Gregory Maxwell wrote:
On 10/16/07, phoebe ayers phoebe.wiki@gmail.com wrote:
If so, yikes.
I'm curious how much of the article count biographies in general (of either living or dead people) make up as well. I guess you'd have to follow the category tree of the (much less well known) [[Category:Dead_people]] to figure that out and add the two up ... the upper-level people categories seem a bit disorganized.
I'm curious about this too, but ideas that include the words "follow the category tree" are generally complete non-starters if you care about remotely sane results.
I really wanted to break all of Wikipedia down into a dozen or so top level categories so I can make a stacked line graph showing the composition over time... but I've found no way of breaking up the articles using automated category analysis that doesn't produce utterly rubbish results.
I haven't looked specifically at doing that to identify dead people articles... and I will... but I do not have high hopes. My past experience suggests that the results will be nearly useless.

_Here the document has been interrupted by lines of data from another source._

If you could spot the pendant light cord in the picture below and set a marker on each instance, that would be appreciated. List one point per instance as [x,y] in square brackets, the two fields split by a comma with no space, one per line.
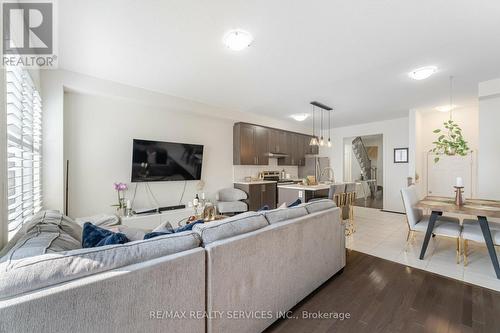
[451,97]
[329,126]
[321,123]
[314,133]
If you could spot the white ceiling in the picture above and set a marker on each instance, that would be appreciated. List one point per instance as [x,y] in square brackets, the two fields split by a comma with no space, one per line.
[352,55]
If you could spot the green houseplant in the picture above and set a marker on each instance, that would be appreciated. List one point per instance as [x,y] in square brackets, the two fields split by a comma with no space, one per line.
[450,141]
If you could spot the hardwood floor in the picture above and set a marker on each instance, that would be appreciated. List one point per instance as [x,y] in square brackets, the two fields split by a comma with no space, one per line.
[384,296]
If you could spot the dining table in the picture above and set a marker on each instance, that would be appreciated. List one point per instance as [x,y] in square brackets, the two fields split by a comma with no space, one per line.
[477,207]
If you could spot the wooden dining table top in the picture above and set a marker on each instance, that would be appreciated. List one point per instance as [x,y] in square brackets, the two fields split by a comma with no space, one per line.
[477,207]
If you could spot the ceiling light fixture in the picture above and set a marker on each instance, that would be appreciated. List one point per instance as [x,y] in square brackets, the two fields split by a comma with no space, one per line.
[329,143]
[314,139]
[300,116]
[321,141]
[422,73]
[445,108]
[237,39]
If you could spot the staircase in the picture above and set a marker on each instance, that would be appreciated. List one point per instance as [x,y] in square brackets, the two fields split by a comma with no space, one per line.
[365,164]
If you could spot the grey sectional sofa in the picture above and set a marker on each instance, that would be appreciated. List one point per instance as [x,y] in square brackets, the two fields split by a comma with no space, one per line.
[259,265]
[219,278]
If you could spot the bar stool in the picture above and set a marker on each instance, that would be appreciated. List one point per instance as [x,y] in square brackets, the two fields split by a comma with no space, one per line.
[350,198]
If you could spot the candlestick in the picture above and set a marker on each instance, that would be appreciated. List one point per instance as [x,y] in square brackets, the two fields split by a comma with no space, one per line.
[459,200]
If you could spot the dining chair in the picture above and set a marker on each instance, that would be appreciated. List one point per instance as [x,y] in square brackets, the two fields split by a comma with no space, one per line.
[417,222]
[471,231]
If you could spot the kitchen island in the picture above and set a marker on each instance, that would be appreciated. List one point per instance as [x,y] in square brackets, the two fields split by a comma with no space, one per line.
[289,193]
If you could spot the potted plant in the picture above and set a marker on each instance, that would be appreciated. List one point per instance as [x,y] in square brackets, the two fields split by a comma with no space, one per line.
[120,189]
[450,141]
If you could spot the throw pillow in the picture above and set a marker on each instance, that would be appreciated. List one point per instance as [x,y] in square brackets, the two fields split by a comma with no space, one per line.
[164,227]
[295,203]
[186,227]
[263,208]
[94,236]
[154,234]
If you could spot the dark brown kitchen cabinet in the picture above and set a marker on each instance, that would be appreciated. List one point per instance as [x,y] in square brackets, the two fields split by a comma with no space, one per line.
[250,145]
[253,143]
[259,194]
[277,141]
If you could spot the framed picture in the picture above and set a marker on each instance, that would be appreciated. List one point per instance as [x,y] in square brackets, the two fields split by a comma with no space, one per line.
[400,155]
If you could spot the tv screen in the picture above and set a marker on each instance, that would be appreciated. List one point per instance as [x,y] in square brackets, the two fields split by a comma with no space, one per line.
[155,161]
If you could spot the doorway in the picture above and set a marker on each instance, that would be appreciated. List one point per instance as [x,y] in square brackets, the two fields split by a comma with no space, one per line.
[363,164]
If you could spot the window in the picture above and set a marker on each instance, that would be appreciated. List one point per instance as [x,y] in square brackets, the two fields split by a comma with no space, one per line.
[24,142]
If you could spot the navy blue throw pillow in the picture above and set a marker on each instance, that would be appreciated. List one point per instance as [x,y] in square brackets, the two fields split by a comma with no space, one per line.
[295,203]
[94,236]
[263,208]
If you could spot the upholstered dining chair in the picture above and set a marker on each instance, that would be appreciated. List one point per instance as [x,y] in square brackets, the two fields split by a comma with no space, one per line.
[417,222]
[471,231]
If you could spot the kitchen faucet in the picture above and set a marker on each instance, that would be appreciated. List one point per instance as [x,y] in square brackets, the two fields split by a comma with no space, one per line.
[328,170]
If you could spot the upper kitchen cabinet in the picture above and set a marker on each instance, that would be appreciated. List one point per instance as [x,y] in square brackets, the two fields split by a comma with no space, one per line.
[277,141]
[250,144]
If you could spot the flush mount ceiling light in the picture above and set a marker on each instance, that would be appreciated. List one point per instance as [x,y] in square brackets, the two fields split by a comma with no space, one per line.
[237,39]
[445,108]
[422,73]
[300,116]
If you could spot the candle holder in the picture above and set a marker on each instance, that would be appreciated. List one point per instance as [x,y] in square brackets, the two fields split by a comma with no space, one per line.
[459,198]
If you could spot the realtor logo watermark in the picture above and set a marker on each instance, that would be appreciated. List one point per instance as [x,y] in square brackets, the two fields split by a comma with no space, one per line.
[28,34]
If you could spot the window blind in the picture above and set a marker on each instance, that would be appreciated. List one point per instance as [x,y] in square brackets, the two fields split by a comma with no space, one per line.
[24,143]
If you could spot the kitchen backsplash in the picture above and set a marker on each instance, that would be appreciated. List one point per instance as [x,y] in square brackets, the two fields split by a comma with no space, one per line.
[242,171]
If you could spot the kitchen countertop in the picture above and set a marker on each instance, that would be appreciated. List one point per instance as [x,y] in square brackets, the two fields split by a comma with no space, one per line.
[305,187]
[256,182]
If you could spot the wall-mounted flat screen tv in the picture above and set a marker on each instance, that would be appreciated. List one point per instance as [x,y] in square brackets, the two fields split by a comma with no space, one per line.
[156,161]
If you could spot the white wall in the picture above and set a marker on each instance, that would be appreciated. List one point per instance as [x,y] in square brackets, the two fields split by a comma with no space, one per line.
[489,140]
[3,162]
[98,143]
[395,135]
[92,122]
[423,123]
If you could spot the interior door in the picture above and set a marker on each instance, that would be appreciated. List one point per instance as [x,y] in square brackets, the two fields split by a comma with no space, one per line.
[441,176]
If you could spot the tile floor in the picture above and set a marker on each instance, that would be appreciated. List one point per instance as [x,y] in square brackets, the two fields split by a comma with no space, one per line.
[383,235]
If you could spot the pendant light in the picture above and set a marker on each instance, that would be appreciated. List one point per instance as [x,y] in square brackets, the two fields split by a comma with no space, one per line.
[451,98]
[321,140]
[314,140]
[329,143]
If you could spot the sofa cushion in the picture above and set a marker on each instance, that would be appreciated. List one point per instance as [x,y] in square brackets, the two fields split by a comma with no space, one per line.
[232,207]
[45,232]
[94,236]
[319,205]
[50,269]
[282,214]
[232,226]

The interesting graph could be based on the distribution in the category series "yyyy deaths".
Re: Rambot -- it's a self-fulfilling prophecy :) if you have articles about places, then clearly you need articles about people who live in those places... right?
I'm sure that this is a sub-subject worthy of a research paper on its own. Some kind of spontaneous symmetry breaking? "What you lack is what you get" becomes "What you're getting you get more of" which becomes "What you've got you get more of"? ;)
My impression would be that Rambot had more to do with the 2002 dip in the graph. There were complaints long after that all these small towns were overwhelming "random article" selection. If the biography articles represent the low-hanging fruit then Rambot was picking them up off the ground.